Midway through, when Jagger traverses a wall of blazing light on stage, as the drums roll and pound for "Sympathy for the Devil," he seems to be passing through both Heaven and Hell, to some place better than either. He's the Stone that, like Sisyphus' rock, never stops rolling.
Am I forgetting Charlie Watts, the great Stone face with the magic hands, Buster Keaton's drum-pounding heir, the architect of the beat? Or Ron Wood, the fiercely intent guitar man/painter spilling out rivers of melody? Not much chance of that. So much guts and energy and great roaring music pours off the Beacon stage from the Stones and their top-chop backup band and backup singers (including primo bassist, Miles Davis veteran and Bill Wyman replacement Darryl Jones), that it seems a sin and a stupidity to run across the old dumb chestnut that rock is the musical province of youth and rebellion and the current Stones are superannuated corporatized pop geezers, ripe for exposure and hype-deflation by rock-crit whippersnappers or sodden star writers. (Sure, sure.)
Jagger a fossil? Richards a fig? Charlie a fogey? Ronnie a relic? Crap and double crap. Rock is not intrinsically and exclusively the music of youth, community and rebellion. That's a dubious seminar notion meant to scare up a little grad school respectability. At its core, rock is more the music of getting laid and getting high -- sometimes, of course, in youthful, communal, rebellious ways.
Does that seem to trivialize the music? It shouldn't. What's more important in life -- and to life -- than getting laid? Who makes better accompanying records for lovemaking than the Stones? The rise of rock (and the Stones) paralleled and mirrored the Civil Rights and Vietnam eras. But the songs and their singers never had to be calls to revolution or social conscience to win us over, though "Salt of the Earth" and "Street Fighting Man" still seem pretty good ones. The Stones grea-*test*-('") songs -- including "Satisfaction," "Jumping Jack Flash," "Sympathy for the Devil," "Start Me Up," "Brown Sugar" and "Honky Tonk Women" (all on the set-list here) and others are mostly riveting, raunchy, primal turn-ons.

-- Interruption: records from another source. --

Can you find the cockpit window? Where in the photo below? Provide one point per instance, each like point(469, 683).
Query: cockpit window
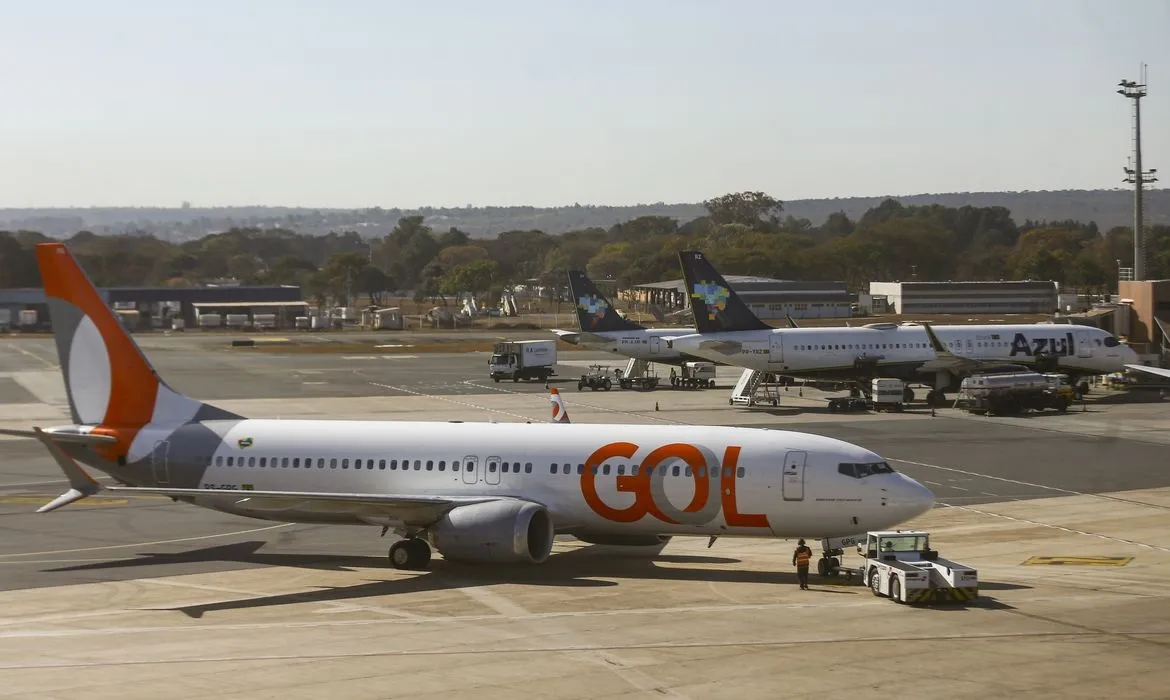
point(862, 469)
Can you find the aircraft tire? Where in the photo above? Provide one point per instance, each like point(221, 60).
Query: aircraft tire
point(412, 554)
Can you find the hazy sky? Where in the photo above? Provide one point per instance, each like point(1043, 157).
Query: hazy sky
point(407, 103)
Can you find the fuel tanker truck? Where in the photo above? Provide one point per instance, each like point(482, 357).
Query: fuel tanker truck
point(1011, 393)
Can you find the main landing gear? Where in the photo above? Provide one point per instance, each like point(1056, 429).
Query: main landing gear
point(413, 554)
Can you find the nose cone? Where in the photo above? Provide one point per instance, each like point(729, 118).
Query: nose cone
point(907, 499)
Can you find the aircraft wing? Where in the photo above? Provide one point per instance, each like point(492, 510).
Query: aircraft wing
point(410, 509)
point(947, 361)
point(1144, 368)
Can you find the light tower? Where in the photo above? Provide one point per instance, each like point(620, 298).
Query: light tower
point(1135, 175)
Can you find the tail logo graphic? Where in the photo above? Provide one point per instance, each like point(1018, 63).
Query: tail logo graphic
point(714, 296)
point(594, 307)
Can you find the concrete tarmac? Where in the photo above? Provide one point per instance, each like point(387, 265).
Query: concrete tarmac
point(145, 597)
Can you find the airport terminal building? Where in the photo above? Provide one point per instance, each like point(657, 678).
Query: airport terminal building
point(160, 307)
point(766, 297)
point(1025, 296)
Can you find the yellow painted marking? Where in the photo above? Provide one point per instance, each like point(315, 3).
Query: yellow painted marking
point(1079, 561)
point(41, 501)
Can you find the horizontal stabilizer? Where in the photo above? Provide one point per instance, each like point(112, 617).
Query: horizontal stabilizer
point(61, 436)
point(81, 485)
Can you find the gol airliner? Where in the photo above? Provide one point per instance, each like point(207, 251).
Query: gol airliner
point(476, 492)
point(729, 333)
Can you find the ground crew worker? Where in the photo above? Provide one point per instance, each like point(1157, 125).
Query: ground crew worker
point(800, 558)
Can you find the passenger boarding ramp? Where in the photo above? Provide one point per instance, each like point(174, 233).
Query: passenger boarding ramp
point(756, 386)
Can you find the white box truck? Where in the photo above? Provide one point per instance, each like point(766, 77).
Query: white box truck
point(887, 393)
point(523, 359)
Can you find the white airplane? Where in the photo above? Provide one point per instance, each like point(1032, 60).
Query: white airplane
point(476, 492)
point(603, 328)
point(729, 333)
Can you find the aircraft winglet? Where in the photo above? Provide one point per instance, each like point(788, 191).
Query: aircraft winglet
point(81, 484)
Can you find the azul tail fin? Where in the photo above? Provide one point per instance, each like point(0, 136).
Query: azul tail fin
point(716, 306)
point(108, 379)
point(594, 313)
point(559, 414)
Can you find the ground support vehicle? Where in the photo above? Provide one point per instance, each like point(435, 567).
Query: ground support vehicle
point(887, 395)
point(901, 565)
point(694, 375)
point(1011, 393)
point(598, 377)
point(644, 381)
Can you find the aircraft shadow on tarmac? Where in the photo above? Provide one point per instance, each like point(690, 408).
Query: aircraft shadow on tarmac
point(587, 567)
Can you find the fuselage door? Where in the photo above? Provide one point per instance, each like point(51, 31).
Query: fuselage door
point(776, 349)
point(470, 469)
point(158, 458)
point(1084, 344)
point(793, 475)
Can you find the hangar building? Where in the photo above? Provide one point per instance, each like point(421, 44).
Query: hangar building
point(766, 297)
point(1025, 296)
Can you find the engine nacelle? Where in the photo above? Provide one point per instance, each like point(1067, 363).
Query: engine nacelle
point(495, 533)
point(626, 540)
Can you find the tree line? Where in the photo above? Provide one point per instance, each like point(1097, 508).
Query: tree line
point(745, 233)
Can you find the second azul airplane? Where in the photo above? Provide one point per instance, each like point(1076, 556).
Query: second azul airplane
point(940, 355)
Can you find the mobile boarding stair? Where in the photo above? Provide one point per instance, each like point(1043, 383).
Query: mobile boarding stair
point(754, 388)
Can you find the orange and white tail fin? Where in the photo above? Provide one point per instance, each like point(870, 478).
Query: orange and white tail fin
point(559, 414)
point(108, 379)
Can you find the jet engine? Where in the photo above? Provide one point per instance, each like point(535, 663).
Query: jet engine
point(626, 540)
point(495, 533)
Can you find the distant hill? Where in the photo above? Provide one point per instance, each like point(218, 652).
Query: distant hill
point(1107, 207)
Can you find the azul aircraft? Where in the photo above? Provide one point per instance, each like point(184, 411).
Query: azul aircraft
point(604, 329)
point(476, 492)
point(729, 333)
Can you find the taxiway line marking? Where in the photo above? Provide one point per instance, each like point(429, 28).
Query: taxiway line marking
point(34, 356)
point(1055, 488)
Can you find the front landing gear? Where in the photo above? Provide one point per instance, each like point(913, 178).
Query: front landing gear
point(411, 554)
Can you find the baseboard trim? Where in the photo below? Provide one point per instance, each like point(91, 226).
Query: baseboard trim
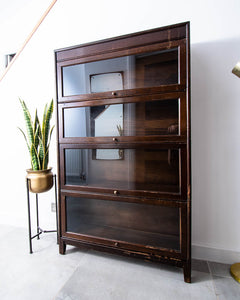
point(215, 254)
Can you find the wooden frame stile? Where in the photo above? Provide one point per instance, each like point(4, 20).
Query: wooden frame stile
point(89, 211)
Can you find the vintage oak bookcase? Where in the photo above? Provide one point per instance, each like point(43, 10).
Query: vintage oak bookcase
point(124, 145)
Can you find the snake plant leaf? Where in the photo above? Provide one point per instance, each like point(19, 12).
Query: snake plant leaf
point(38, 136)
point(34, 158)
point(28, 121)
point(46, 123)
point(24, 135)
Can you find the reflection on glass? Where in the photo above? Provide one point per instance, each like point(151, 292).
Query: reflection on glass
point(128, 72)
point(106, 82)
point(145, 224)
point(144, 118)
point(137, 169)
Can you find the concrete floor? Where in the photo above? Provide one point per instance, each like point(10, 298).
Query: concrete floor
point(78, 275)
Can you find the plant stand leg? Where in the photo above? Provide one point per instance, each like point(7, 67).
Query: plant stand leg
point(37, 214)
point(29, 219)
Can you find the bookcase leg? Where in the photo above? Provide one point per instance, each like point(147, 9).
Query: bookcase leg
point(187, 272)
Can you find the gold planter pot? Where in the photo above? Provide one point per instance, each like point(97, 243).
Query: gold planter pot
point(40, 181)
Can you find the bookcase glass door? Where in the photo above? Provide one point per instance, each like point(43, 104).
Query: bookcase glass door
point(123, 221)
point(127, 72)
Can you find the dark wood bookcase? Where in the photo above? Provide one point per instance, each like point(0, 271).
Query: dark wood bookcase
point(123, 108)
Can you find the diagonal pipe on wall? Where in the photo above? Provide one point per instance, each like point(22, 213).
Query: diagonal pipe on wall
point(28, 38)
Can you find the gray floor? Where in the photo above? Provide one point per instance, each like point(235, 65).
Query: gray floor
point(92, 275)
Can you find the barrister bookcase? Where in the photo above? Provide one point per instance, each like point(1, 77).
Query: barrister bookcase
point(123, 107)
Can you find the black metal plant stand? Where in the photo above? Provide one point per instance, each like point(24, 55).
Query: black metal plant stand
point(39, 229)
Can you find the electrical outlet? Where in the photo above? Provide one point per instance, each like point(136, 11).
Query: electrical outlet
point(53, 207)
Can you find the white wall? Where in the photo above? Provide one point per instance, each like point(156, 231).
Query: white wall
point(215, 49)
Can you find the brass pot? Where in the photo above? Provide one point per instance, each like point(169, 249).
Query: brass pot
point(40, 181)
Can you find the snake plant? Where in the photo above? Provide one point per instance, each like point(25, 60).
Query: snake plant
point(38, 136)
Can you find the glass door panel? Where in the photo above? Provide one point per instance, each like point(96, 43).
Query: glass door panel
point(149, 225)
point(158, 117)
point(124, 169)
point(128, 72)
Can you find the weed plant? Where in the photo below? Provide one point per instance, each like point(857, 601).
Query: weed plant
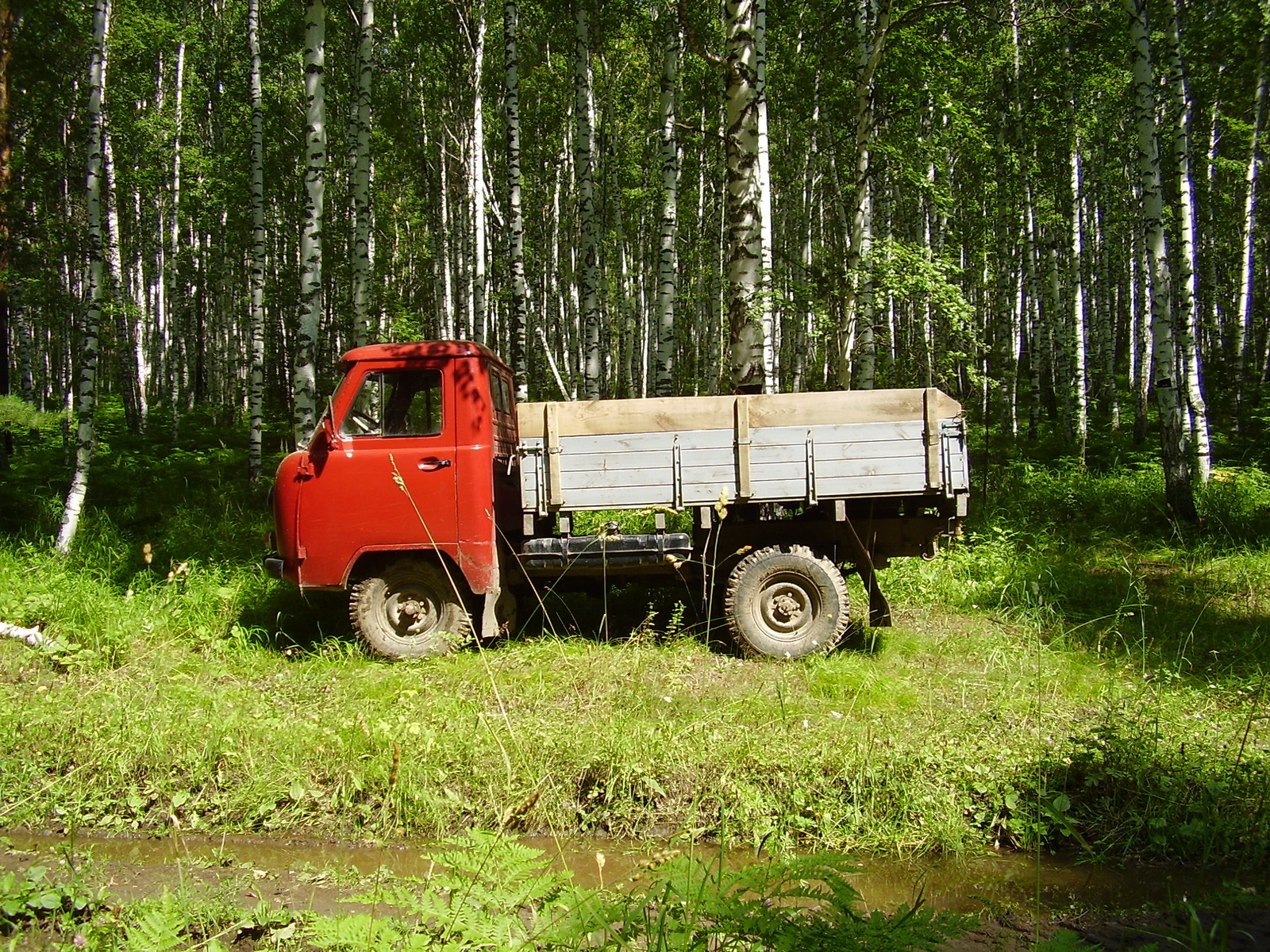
point(1076, 673)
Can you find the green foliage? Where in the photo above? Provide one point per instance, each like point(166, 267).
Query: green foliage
point(18, 416)
point(35, 896)
point(802, 903)
point(491, 892)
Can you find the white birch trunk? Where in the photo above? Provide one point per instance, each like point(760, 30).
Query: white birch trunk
point(305, 376)
point(361, 276)
point(588, 217)
point(476, 188)
point(668, 253)
point(87, 389)
point(520, 313)
point(256, 270)
point(873, 23)
point(745, 235)
point(1076, 272)
point(173, 343)
point(1245, 330)
point(1172, 437)
point(1187, 287)
point(772, 328)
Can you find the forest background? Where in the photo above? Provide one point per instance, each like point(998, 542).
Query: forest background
point(1047, 209)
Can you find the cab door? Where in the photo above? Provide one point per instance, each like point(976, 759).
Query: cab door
point(387, 476)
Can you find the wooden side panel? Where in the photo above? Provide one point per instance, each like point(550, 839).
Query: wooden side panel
point(634, 470)
point(685, 414)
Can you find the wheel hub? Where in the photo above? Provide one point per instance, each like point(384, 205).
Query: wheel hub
point(412, 613)
point(787, 607)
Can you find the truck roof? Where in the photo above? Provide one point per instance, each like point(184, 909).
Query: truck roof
point(418, 349)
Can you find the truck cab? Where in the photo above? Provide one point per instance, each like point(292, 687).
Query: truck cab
point(404, 480)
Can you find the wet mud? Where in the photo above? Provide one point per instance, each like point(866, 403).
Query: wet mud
point(1019, 900)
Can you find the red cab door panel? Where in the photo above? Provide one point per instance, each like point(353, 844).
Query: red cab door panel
point(389, 478)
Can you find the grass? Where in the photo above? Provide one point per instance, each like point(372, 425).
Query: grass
point(1076, 674)
point(484, 892)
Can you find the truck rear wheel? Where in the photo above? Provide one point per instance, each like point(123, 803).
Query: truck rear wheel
point(410, 609)
point(787, 602)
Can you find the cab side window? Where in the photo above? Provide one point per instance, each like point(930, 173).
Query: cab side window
point(395, 404)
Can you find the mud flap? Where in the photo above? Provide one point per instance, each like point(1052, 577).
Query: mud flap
point(879, 608)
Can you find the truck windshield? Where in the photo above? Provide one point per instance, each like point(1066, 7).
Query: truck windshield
point(395, 404)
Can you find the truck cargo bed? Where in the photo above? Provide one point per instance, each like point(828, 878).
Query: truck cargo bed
point(783, 447)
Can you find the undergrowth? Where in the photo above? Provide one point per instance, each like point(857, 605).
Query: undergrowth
point(493, 892)
point(1076, 673)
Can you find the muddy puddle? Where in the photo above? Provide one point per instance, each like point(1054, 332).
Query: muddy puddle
point(309, 873)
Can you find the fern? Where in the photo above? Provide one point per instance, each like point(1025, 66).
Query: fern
point(486, 892)
point(357, 932)
point(158, 930)
point(802, 904)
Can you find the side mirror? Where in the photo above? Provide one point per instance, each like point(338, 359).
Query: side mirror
point(327, 438)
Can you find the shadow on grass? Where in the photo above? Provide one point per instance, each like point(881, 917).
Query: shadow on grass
point(1198, 625)
point(289, 619)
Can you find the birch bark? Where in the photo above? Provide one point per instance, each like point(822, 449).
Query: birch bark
point(305, 378)
point(1172, 437)
point(87, 389)
point(1245, 329)
point(256, 270)
point(1185, 290)
point(364, 328)
point(476, 188)
point(668, 254)
point(745, 235)
point(588, 217)
point(520, 314)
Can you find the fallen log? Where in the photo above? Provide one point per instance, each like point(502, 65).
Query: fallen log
point(32, 636)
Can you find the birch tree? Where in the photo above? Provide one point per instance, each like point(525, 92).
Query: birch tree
point(1187, 291)
point(364, 328)
point(476, 184)
point(588, 216)
point(87, 389)
point(6, 230)
point(520, 310)
point(745, 235)
point(256, 270)
point(668, 251)
point(305, 378)
point(1172, 436)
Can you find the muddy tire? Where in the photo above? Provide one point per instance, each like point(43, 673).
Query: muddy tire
point(787, 602)
point(410, 609)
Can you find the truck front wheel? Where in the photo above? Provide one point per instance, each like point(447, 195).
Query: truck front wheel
point(787, 602)
point(410, 609)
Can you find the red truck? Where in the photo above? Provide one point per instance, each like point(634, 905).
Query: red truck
point(436, 499)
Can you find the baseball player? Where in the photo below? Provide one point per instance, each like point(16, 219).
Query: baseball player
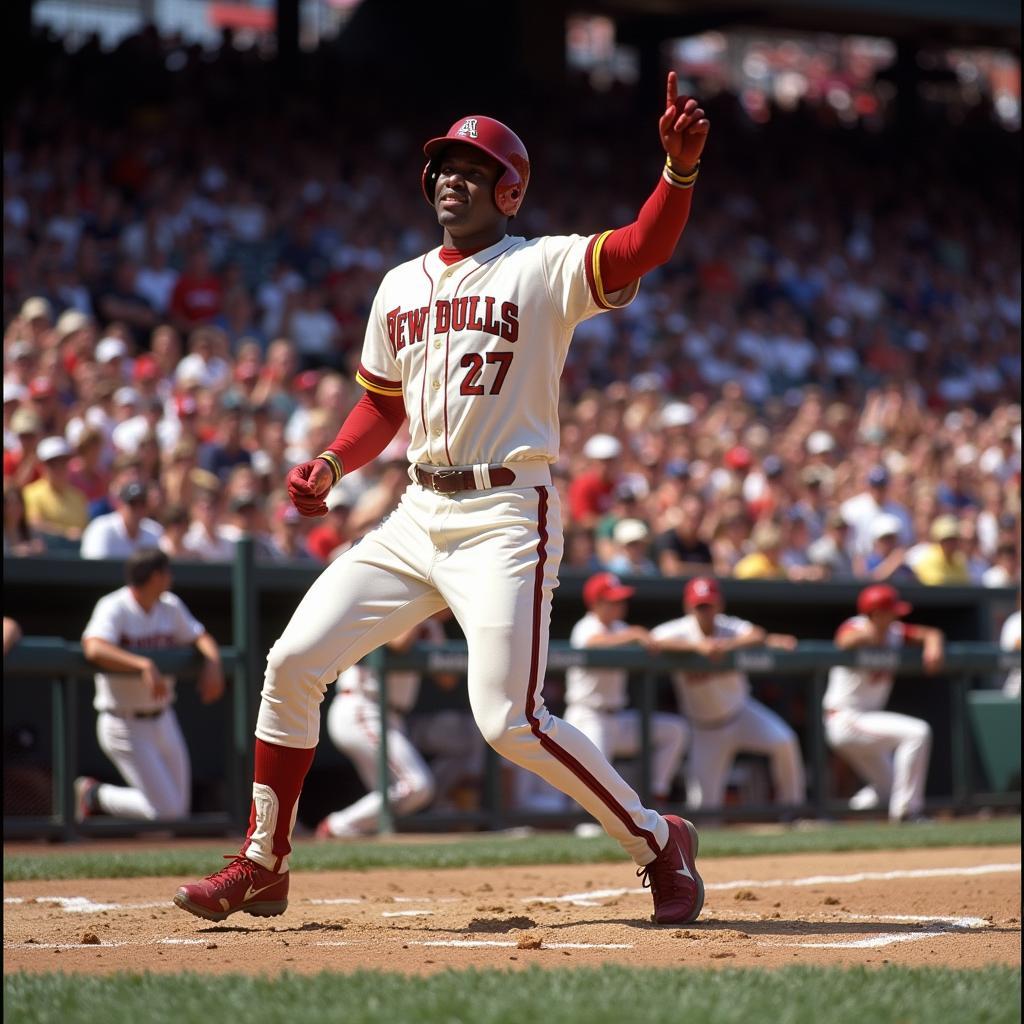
point(595, 698)
point(467, 342)
point(890, 752)
point(723, 716)
point(137, 728)
point(354, 727)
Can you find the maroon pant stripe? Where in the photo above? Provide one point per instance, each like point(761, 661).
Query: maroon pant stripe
point(560, 754)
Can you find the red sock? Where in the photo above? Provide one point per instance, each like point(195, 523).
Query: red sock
point(283, 770)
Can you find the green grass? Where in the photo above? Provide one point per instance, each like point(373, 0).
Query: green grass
point(606, 995)
point(496, 850)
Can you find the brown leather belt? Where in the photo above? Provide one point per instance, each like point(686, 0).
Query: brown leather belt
point(451, 481)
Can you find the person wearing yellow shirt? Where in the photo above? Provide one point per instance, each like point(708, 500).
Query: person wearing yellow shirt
point(763, 562)
point(53, 505)
point(943, 561)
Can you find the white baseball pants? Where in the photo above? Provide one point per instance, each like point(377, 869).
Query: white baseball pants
point(353, 723)
point(493, 558)
point(616, 734)
point(756, 729)
point(890, 752)
point(152, 757)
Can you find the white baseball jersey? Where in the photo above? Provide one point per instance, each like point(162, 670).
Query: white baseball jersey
point(402, 687)
point(120, 620)
point(477, 390)
point(708, 697)
point(862, 689)
point(602, 689)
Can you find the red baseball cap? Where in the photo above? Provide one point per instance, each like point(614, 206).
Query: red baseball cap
point(146, 368)
point(738, 458)
point(604, 587)
point(701, 590)
point(41, 387)
point(882, 597)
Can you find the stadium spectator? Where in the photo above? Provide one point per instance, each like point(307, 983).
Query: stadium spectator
point(1010, 639)
point(19, 540)
point(125, 530)
point(943, 560)
point(53, 506)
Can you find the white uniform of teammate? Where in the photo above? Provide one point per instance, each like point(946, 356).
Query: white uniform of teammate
point(354, 727)
point(724, 718)
point(139, 732)
point(595, 704)
point(890, 752)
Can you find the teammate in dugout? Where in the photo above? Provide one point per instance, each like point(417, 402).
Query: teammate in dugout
point(137, 728)
point(468, 342)
point(595, 698)
point(890, 752)
point(725, 719)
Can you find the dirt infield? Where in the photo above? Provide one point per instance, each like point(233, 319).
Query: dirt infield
point(954, 907)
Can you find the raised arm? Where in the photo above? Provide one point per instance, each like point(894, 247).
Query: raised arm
point(630, 252)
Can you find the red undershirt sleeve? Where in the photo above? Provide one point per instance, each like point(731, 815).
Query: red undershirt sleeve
point(368, 429)
point(630, 252)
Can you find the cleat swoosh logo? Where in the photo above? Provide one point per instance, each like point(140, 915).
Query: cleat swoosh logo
point(250, 892)
point(684, 870)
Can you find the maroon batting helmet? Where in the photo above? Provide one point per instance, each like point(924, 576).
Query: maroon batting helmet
point(498, 141)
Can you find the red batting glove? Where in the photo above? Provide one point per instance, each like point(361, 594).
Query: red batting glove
point(307, 486)
point(683, 128)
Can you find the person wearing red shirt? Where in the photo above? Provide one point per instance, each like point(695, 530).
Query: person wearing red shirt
point(199, 294)
point(592, 493)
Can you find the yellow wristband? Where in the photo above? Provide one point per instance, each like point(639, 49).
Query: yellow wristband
point(332, 460)
point(683, 180)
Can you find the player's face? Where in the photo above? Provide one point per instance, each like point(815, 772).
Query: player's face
point(464, 197)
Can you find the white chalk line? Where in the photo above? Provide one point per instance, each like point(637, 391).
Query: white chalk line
point(497, 943)
point(593, 897)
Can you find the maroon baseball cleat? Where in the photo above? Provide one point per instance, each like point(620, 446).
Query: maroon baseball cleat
point(673, 878)
point(243, 885)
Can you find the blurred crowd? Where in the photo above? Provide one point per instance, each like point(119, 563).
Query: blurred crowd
point(823, 383)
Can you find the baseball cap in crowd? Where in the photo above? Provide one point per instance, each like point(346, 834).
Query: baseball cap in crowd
point(886, 524)
point(109, 349)
point(738, 458)
point(146, 368)
point(630, 530)
point(26, 421)
point(878, 476)
point(52, 448)
point(126, 396)
point(37, 308)
point(132, 494)
point(22, 350)
point(678, 414)
point(72, 321)
point(882, 597)
point(307, 380)
point(701, 590)
point(605, 587)
point(41, 387)
point(602, 446)
point(820, 441)
point(946, 527)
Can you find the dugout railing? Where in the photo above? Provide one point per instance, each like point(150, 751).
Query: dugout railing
point(61, 666)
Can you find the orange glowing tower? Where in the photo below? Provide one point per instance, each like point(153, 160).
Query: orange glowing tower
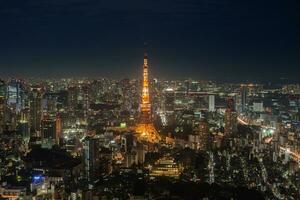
point(145, 101)
point(145, 128)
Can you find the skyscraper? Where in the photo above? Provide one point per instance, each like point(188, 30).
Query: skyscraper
point(244, 98)
point(211, 103)
point(2, 105)
point(35, 109)
point(230, 118)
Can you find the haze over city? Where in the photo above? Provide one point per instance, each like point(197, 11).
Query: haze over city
point(149, 100)
point(203, 39)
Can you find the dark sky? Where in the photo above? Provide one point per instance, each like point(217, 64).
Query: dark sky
point(203, 39)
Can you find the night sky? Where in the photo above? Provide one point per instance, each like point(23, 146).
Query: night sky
point(202, 39)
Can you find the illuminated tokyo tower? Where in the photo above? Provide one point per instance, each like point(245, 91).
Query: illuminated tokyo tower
point(145, 128)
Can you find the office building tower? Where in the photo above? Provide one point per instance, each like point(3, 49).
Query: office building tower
point(35, 110)
point(244, 98)
point(211, 103)
point(230, 118)
point(2, 105)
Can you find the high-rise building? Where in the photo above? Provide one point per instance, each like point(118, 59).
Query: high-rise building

That's why they're great.
Bill and Hillary Clinton -- Bill was the evening's birthday boy emcee -- were present at this concert. So was Ahmet Ertegun, the grand impresario of Atlantic, who died in an accident on concert night and has the film dedicated to him. Now, both the Clintons seem long-time Stones fans. (So is Barack Obama, who, when asked on TV to choose between the Beatles and the Stones, voted the Stones ticket.) And that shows something about the band's constituency, from Boomers on. No matter whom they share a stage with -- and the other guests here include famed youngsters Jack White and Christina Aguilera (grinding away with Mick) and magisterial bluesman Buddy Guy, (who gets Keith's guitar for a trophy) -- the once bad boy Stones always seem the real royalty.
And more. They can still get it on. They still make us happy. When they sing and play, they're the ones who, like Dylan in that transcendent scene in Scorsese's other rock concert masterpiece, seem forever young.